Затем меня отвели в камеру. Обычную камеру РОВД – деревянные голые нары, стены, заляпанные «шубой», чтобы на них нельзя было ничего написать. Жуткое изобретение эта самая «шуба». Если кого-то взять за волосы и провести башкой по такой стене – через пару метров от башки останется кусочек с кулак величиной. Все остальное будет висеть на стене. Эдакий гипернаждак.
Я улегся на топчан, отполированный боками десятков и сотен «посетителей», и, как ни странно, мгновенно заснул. Мне не хотелось ни есть, ни пить, что было немного странно – все-таки я любитель плотно перекусить, а ел последний раз… сорок восемь лет назад. Нет, вперед! Хе-хе… забавная шутка, ага! До слез…
Разбудил меня грубый пинок в зад, от которого я мгновенно проснулся и вскочил на ноги, готовый к чему угодно. Китель на спине опасно натянулся под давлением надувшихся мышц, а я в это время пытался продрать глаза и разглядеть причину моего раннего и бесцеремонного пробуждения. Я ожидал увидеть дежурного сержанта при камерах, или летеху, или любого из ментов отдела, но передо мной стоял тот самый мужик из Усть-Курдюма, который уже слегка протрезвел, но еще находился на границе между бодрствованием и явью. И ему явно хотелось выместить на ком-то свою досаду и злость. Пролить, так сказать, посильно чужую кровь.
Начал он, как это водится, с банального загона:
– Эй, козел, чего тут разлегся?! Пошел вон со шконки! В углу посидишь. Я спать буду!
Он шагнул к «шконке», но я совершенно не собирался сидеть в углу и тем более спускать этому придурку «козла». А потому с ходу, не раздумывая и не создавая особого шума, пробил ему двоечку в челюсть слева и в правую скулу, а когда он уже падал – добавил снизу в лицо коленом, с патологическим удовлетворением слыша характерный хруст сломанной челюсти, пусть теперь поест через трубочку. Пососет, так сказать. Бульончик. Он любит ломать челюсти, вот и сам пускай попробует, каково это.
Парень грохнулся так, что камера задрожала. Здоровенный бугай! Сотрясение мозга я ему точно обеспечил. И с раздробленной челюстью он теперь долго не захочет пакостить людям.

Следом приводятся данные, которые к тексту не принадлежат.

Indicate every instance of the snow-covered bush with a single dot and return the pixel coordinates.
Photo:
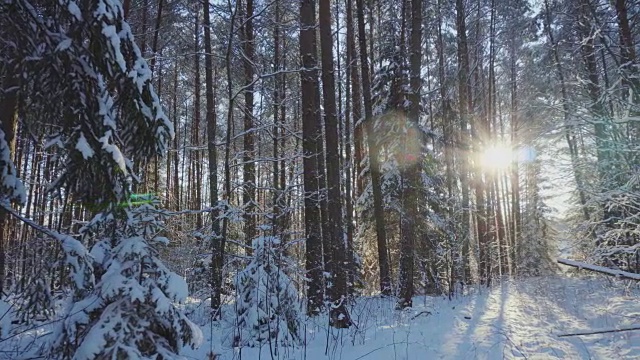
(267, 303)
(131, 313)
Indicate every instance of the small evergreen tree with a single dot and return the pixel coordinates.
(267, 304)
(131, 313)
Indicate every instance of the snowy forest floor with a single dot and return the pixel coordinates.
(514, 320)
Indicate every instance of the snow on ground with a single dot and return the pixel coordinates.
(513, 320)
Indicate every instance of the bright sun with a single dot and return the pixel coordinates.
(497, 157)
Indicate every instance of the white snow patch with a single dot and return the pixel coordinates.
(83, 146)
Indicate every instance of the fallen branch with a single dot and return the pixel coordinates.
(599, 332)
(600, 269)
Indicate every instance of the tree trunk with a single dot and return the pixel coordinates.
(217, 244)
(374, 163)
(311, 136)
(339, 316)
(8, 123)
(411, 173)
(464, 137)
(249, 170)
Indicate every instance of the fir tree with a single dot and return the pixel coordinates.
(267, 303)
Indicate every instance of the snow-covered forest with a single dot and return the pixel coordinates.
(330, 179)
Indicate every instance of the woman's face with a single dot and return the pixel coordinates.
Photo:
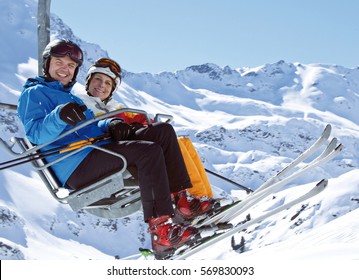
(100, 86)
(62, 69)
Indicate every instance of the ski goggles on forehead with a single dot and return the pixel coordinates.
(113, 65)
(72, 51)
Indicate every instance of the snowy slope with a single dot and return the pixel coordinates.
(246, 123)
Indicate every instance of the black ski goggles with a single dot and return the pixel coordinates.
(73, 51)
(113, 65)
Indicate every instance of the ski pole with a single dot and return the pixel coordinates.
(53, 151)
(248, 190)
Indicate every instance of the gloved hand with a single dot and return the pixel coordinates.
(119, 130)
(136, 126)
(72, 113)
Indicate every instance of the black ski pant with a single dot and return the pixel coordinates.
(156, 156)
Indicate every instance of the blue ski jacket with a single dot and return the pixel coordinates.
(38, 108)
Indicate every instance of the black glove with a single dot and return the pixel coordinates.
(72, 113)
(120, 130)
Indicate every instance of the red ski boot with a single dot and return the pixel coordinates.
(167, 236)
(189, 207)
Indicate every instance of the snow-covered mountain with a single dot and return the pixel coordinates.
(246, 124)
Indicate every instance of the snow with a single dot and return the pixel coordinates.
(246, 124)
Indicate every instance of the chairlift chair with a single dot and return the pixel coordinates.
(115, 196)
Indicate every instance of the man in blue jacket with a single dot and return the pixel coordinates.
(47, 109)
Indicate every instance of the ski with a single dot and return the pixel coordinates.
(204, 243)
(303, 156)
(329, 153)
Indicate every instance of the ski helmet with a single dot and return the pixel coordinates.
(61, 48)
(108, 67)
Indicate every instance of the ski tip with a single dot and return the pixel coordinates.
(320, 186)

Вообще-то даже странно – большие, сильные люди обычно добры. Им незачем мучить людей, злиться, злопыхать. Они и так сильные! Чего им злиться на жестокий мир? Злятся мелкие, злобные, обиженные судьбой. Тогда какое же должно было случиться детство у этого отморозка, чтобы он превратился в тупого берсерка, набрасывающегося на всякого, кто окажется с ним рядом? Может, это болезнь? Сумасшествие? Тогда зачем его держат на воле? Закрыть в дурку, да и вся недолга! Навечно!
Но пока что закрыли меня. Все-таки придурок, который гоняет соседей и бьет морду жене, кажется, вероятно, гораздо менее общественно опасным, чем некий странный тип, не помнящий своего имени и разгуливающий по дороге в костюме Адама. Дебошир ясен, как дважды два, а этот… может, он опасный преступник, скрывающийся от правосудия? Или маньяк! Или того хуже – шпион! Все-таки Саратов – закрытый для иностранцев город, а тут этот… беспамятный!

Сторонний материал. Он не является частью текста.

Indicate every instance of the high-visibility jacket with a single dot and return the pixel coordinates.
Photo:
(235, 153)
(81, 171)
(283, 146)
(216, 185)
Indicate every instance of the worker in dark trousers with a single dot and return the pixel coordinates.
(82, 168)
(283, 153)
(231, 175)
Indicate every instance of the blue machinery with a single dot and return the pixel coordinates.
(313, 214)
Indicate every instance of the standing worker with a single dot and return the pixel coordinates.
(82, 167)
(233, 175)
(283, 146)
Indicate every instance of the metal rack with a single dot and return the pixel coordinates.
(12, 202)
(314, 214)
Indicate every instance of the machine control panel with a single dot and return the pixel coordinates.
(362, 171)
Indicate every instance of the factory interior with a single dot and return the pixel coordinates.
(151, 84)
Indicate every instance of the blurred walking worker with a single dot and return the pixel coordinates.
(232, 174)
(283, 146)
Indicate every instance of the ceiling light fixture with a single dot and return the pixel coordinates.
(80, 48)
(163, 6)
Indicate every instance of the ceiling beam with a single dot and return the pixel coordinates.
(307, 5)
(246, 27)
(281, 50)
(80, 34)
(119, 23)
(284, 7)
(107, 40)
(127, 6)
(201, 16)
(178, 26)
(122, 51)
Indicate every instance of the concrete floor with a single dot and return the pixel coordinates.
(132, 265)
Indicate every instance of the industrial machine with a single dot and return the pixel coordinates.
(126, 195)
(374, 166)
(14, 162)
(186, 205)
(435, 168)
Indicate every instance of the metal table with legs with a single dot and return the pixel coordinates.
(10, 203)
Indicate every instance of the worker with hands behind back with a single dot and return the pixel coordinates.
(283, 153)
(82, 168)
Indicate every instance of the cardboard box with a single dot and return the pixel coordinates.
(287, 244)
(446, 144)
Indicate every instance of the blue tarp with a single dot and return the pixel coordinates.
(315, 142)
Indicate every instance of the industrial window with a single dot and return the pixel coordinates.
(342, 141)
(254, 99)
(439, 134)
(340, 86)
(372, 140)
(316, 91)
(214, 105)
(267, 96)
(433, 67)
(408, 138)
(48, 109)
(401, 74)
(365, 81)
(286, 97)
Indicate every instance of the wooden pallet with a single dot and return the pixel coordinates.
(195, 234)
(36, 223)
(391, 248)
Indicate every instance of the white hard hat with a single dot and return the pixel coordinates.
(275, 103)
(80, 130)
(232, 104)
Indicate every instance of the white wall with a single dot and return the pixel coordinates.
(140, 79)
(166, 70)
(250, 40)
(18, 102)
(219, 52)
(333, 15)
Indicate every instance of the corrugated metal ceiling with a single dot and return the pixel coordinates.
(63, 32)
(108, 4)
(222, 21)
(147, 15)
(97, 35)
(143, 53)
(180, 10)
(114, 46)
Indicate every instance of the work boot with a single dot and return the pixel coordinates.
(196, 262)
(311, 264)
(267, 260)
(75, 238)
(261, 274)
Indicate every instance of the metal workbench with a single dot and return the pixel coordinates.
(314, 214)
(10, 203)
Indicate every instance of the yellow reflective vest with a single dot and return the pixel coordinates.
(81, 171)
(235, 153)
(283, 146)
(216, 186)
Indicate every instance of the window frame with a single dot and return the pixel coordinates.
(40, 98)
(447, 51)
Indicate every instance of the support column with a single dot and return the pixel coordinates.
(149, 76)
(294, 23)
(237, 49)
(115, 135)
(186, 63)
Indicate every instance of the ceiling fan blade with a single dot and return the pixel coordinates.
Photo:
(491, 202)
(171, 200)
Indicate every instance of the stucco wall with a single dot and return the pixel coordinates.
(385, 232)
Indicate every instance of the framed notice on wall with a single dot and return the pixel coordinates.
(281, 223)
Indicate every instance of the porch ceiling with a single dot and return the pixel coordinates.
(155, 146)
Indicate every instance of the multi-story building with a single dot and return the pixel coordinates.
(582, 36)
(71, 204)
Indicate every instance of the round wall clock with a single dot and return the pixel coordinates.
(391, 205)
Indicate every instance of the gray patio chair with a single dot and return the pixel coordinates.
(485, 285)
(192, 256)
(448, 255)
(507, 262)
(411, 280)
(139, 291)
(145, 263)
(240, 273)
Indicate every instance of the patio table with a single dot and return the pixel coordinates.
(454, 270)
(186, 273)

Утром меня вывели из камеры, даже не посмотрев, что на полу валяется бесчувственный дебошир, – я даже немного обеспокоился, не убил ли? Проснувшись утром от топота и шума за дверью, пощупал его шею, убедился – глубокий нокаут перешел в обычный сон. Так бывает. Выживет, скотина! Мне не хотелось бы, чтобы он подох на заре моей карьеры в новом мире. Не хочется на пятом десятке присесть лет на пять за нанесение тяжких телесных, приведших к смерти супостата. Пусть живет, тупое животное.
Меня ждал опять же «уазик», только покрашенный в белый цвет, с красными крестами по бокам и синей мигалкой-фонарем на крыше. Как я понял, это была «Скорая психиатрическая помощь».

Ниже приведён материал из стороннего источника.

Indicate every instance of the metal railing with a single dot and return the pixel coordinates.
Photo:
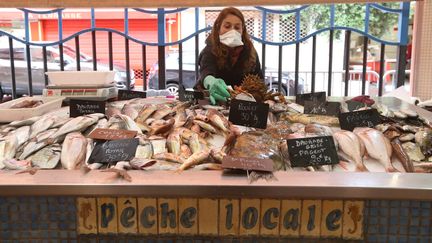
(161, 44)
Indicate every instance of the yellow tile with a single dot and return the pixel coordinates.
(188, 216)
(168, 216)
(311, 218)
(331, 218)
(249, 216)
(86, 215)
(353, 220)
(290, 218)
(148, 216)
(208, 216)
(127, 212)
(107, 222)
(229, 214)
(270, 217)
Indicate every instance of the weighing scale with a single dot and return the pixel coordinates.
(96, 93)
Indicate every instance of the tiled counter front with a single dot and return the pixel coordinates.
(136, 219)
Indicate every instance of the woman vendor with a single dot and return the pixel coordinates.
(228, 57)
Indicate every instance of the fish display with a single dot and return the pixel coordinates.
(179, 136)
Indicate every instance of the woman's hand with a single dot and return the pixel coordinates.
(217, 89)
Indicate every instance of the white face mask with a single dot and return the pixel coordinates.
(231, 38)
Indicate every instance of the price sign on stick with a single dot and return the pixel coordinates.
(84, 107)
(313, 151)
(365, 118)
(247, 113)
(130, 94)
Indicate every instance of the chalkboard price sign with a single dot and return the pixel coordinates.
(313, 151)
(114, 151)
(130, 94)
(355, 105)
(363, 118)
(84, 107)
(322, 108)
(318, 97)
(247, 113)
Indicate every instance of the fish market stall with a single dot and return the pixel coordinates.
(77, 178)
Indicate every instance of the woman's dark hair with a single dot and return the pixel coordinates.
(221, 51)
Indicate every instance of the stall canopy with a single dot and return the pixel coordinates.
(163, 3)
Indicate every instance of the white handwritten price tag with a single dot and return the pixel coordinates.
(247, 163)
(364, 118)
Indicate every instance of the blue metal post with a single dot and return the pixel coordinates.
(403, 41)
(161, 46)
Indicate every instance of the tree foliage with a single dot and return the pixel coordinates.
(351, 15)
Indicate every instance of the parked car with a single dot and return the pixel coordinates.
(53, 63)
(189, 79)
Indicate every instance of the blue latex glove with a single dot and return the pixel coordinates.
(217, 89)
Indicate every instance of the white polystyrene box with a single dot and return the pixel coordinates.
(82, 78)
(9, 115)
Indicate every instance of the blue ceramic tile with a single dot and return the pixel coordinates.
(374, 203)
(395, 203)
(415, 212)
(403, 221)
(53, 217)
(382, 229)
(13, 207)
(53, 234)
(393, 230)
(425, 204)
(44, 234)
(373, 221)
(413, 230)
(415, 221)
(63, 225)
(405, 203)
(425, 212)
(425, 221)
(373, 212)
(413, 238)
(403, 230)
(16, 234)
(394, 211)
(425, 230)
(415, 204)
(393, 239)
(384, 203)
(43, 207)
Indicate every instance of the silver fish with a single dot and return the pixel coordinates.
(131, 110)
(41, 125)
(22, 134)
(73, 150)
(47, 158)
(130, 124)
(377, 146)
(13, 164)
(77, 124)
(8, 148)
(141, 164)
(25, 122)
(144, 151)
(194, 159)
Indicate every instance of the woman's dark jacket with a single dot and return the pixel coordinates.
(231, 74)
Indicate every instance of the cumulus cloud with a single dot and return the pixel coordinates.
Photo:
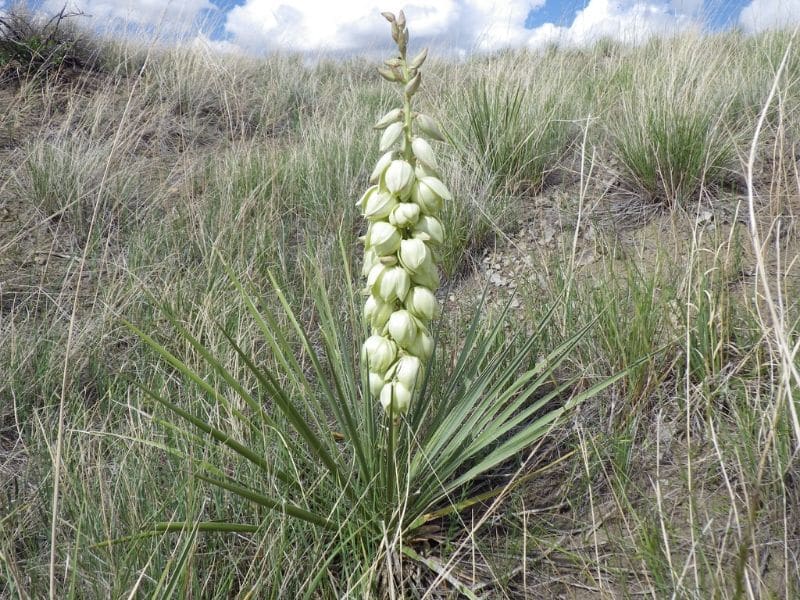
(765, 14)
(169, 14)
(311, 25)
(626, 21)
(457, 26)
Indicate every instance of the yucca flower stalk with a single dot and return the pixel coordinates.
(402, 208)
(315, 407)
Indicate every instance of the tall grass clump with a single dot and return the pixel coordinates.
(514, 135)
(303, 414)
(668, 133)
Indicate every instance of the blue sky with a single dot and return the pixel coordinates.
(457, 26)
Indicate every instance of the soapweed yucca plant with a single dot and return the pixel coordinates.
(399, 437)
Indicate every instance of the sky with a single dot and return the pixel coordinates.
(461, 27)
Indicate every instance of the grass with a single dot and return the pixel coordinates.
(679, 480)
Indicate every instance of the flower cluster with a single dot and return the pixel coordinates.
(402, 208)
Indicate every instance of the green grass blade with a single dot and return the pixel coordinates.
(267, 502)
(215, 433)
(296, 420)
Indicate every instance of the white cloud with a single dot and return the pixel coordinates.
(627, 21)
(169, 14)
(311, 25)
(766, 14)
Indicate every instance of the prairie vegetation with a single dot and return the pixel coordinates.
(611, 185)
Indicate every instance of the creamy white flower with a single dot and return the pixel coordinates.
(421, 302)
(429, 229)
(383, 238)
(402, 398)
(413, 254)
(402, 326)
(379, 205)
(404, 214)
(377, 312)
(423, 195)
(408, 369)
(392, 284)
(395, 397)
(379, 353)
(399, 178)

Пришли за мной два дюжих санитара в белых халатах, и на лицах этих грубых мужиков читалась вселенская скука и ненависть ко всему окружающему миру. Они видели, как сходят с ума, как становятся сумасшедшими люди, про которых никогда и не подумаешь, что такие могут спятить. Казалось, на всех людей эти санитары смотрели немного сверху вниз, словно подозревая, что завтра уже приедут и за теми, и за этими. Смотреть сверху вниз им позволял еще и рост, едва ли меньший, чем мой, – под сто девяносто, это точно.